THE Border Medical Association says Victorian Premier Daniel Andrews has the opportunity to save Albury Wodonga Health by supporting a new hospital for the Twin Cities.
Its chair Barb Robertson was commenting after Mr Andrews told parliament this week of his ministerial role in creating the cross border service and said he would meet MP Bill Tilley to discuss health care on the Border.
"It is clear that Mr Andrews is still proud of his efforts as health minister to take the bold step of creating Albury Wodonga Health but the reality is we need much more than that," Dr Robertson said.
"If he was the minister that created us will he be the premier that helped save us?"
Dr Robertson believes the key question for Mr Andrews when he meets with Mr Tilley is "will he commit to a new hospital?".
Association deputy chair David Clancy noted there also needed to be other governments involved in funding the medical hub.

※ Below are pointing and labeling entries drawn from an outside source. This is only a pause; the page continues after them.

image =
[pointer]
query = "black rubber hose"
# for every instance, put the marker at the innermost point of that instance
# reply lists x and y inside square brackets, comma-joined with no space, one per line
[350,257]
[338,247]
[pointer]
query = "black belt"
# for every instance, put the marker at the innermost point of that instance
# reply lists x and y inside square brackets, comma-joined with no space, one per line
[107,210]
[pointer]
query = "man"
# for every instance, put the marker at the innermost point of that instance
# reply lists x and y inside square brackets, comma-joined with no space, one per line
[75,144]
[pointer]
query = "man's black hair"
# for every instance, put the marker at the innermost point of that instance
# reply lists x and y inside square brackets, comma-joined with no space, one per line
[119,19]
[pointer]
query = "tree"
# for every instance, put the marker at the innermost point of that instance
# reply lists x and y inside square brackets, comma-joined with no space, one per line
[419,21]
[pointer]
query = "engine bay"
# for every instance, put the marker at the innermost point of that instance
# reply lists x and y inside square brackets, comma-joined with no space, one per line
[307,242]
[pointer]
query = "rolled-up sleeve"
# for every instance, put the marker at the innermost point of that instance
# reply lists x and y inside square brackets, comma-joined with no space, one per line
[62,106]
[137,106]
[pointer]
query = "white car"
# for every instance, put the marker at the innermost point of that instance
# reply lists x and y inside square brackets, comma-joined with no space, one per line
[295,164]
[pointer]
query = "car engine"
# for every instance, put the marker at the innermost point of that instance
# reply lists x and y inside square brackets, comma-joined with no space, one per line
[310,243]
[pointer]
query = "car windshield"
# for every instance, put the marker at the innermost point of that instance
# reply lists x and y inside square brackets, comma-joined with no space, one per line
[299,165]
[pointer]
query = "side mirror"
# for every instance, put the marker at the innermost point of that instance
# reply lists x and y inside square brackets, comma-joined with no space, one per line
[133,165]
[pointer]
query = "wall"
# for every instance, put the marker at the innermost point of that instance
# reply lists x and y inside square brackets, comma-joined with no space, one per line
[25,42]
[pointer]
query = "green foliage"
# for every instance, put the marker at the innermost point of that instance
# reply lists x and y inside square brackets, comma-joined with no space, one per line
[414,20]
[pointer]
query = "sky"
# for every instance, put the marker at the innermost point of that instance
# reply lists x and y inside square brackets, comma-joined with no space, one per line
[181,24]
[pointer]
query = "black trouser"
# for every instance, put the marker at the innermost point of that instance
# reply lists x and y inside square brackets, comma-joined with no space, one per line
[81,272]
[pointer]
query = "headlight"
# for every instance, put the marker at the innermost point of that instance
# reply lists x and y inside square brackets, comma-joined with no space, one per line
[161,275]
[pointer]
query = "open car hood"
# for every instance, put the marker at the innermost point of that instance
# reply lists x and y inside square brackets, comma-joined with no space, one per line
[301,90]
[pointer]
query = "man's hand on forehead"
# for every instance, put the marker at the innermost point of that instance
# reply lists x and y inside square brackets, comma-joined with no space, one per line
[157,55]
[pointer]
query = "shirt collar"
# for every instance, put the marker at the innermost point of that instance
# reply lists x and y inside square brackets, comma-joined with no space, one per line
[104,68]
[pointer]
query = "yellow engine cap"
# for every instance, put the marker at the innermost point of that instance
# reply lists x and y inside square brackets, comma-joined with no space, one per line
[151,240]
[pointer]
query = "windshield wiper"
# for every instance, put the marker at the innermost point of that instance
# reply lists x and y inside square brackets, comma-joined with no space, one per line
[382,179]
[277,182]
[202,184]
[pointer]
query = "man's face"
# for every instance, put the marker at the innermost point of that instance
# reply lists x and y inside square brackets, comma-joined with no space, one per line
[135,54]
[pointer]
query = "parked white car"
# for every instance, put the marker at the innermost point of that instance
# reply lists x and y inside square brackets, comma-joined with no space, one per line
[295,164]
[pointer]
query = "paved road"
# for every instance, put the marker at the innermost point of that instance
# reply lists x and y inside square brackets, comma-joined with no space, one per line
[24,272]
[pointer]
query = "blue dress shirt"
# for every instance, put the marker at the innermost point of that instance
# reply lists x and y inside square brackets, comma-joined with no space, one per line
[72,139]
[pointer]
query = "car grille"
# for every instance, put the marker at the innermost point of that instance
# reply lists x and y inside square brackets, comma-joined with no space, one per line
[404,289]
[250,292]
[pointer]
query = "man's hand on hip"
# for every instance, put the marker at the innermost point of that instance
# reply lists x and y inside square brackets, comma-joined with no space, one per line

"We need to continue to advocate as a community for a new hospital and we hope that all levels of government are willing to hear that call and act swiftly," Dr Clancy said.

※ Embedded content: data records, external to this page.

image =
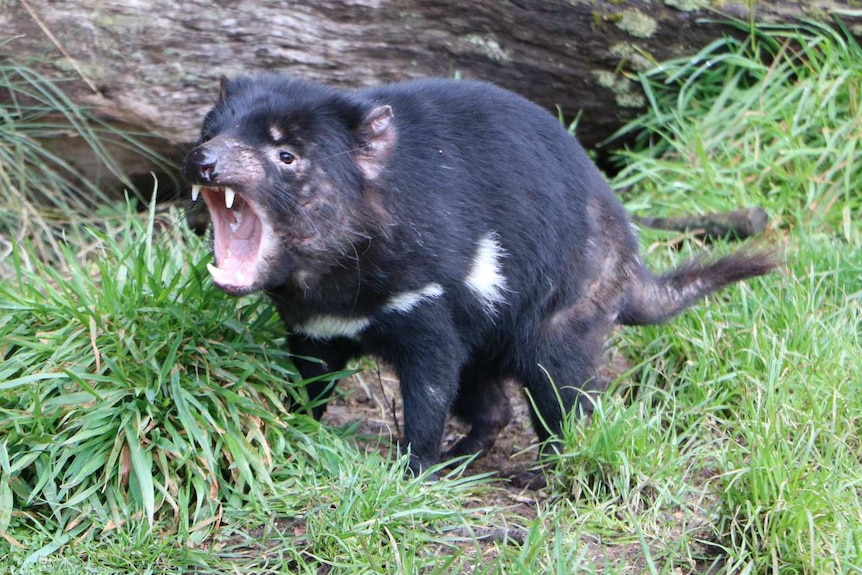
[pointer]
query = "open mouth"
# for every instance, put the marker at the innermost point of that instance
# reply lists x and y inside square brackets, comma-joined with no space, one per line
[242,236]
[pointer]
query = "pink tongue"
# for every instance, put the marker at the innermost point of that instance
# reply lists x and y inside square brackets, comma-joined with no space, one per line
[237,252]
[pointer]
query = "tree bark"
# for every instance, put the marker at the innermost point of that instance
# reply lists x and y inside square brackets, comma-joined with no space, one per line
[156,64]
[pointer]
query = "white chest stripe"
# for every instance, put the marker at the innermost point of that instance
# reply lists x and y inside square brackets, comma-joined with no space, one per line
[404,302]
[330,326]
[486,279]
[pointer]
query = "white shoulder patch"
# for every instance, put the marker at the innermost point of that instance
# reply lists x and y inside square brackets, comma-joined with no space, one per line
[486,279]
[406,301]
[330,326]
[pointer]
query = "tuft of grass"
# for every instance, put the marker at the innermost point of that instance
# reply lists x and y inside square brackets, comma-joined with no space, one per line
[41,193]
[772,120]
[130,388]
[142,413]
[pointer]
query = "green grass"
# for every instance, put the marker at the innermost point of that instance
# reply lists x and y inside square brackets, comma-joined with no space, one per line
[143,426]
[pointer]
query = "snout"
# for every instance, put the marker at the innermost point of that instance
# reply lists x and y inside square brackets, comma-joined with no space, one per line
[201,165]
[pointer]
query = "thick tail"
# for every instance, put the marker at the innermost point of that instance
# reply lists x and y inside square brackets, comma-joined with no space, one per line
[654,299]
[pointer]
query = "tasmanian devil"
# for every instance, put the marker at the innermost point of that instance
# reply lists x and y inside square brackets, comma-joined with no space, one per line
[450,228]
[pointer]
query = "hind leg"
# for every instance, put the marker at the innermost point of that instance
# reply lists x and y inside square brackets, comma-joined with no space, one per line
[483,404]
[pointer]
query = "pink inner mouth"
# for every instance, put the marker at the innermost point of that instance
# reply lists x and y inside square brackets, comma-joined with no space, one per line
[237,234]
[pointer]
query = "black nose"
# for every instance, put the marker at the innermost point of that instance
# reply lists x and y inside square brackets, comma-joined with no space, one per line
[201,165]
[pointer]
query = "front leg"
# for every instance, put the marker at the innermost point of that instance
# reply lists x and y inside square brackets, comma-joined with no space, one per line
[332,356]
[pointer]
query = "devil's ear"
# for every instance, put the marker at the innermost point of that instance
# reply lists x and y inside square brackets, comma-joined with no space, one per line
[377,140]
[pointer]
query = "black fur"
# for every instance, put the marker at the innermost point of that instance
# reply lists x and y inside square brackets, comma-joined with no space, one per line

The urgency for a new hospital has been highlighted this month with an internal emergency, known as a code yellow, declared to bolster capacity to meet big patient numbers at Albury and Wodonga's emergency departments.
"Our nursing staff, our junior medical staff, our allied health, they are all there 24 hours a day, working under extreme duress to continue to serve our community no matter how difficult it gets," Dr Clancy said.
A statement from Albury Wodonga Health board chairman Matt Burke was released on Friday reinforcing that the "executive and staff are committed to delivering safe, high quality services to our community and the wider region".
"We are actively working with the Victorian and NSW governments to ensure the needs of our region all well understood, and to champion investment in our service, in line with our clinical services plan," Mr Burke said.
"The board stands with its clinicians in support of a new hospital, which would bring all of our acute and sub-acute services together in one location.
"Our shared vision is to grow with the community over the next 20 years, increase the range and complexity of local services, and build local skills and expertise to deliver world class health care closer to home."
The clinical services plan was the forerunner to a master plan which has been presented to Victorian Health Minister Martin Foley who has not committed to make it public, prompting Mr Tilley to ask Mr Andrews about it in parliament.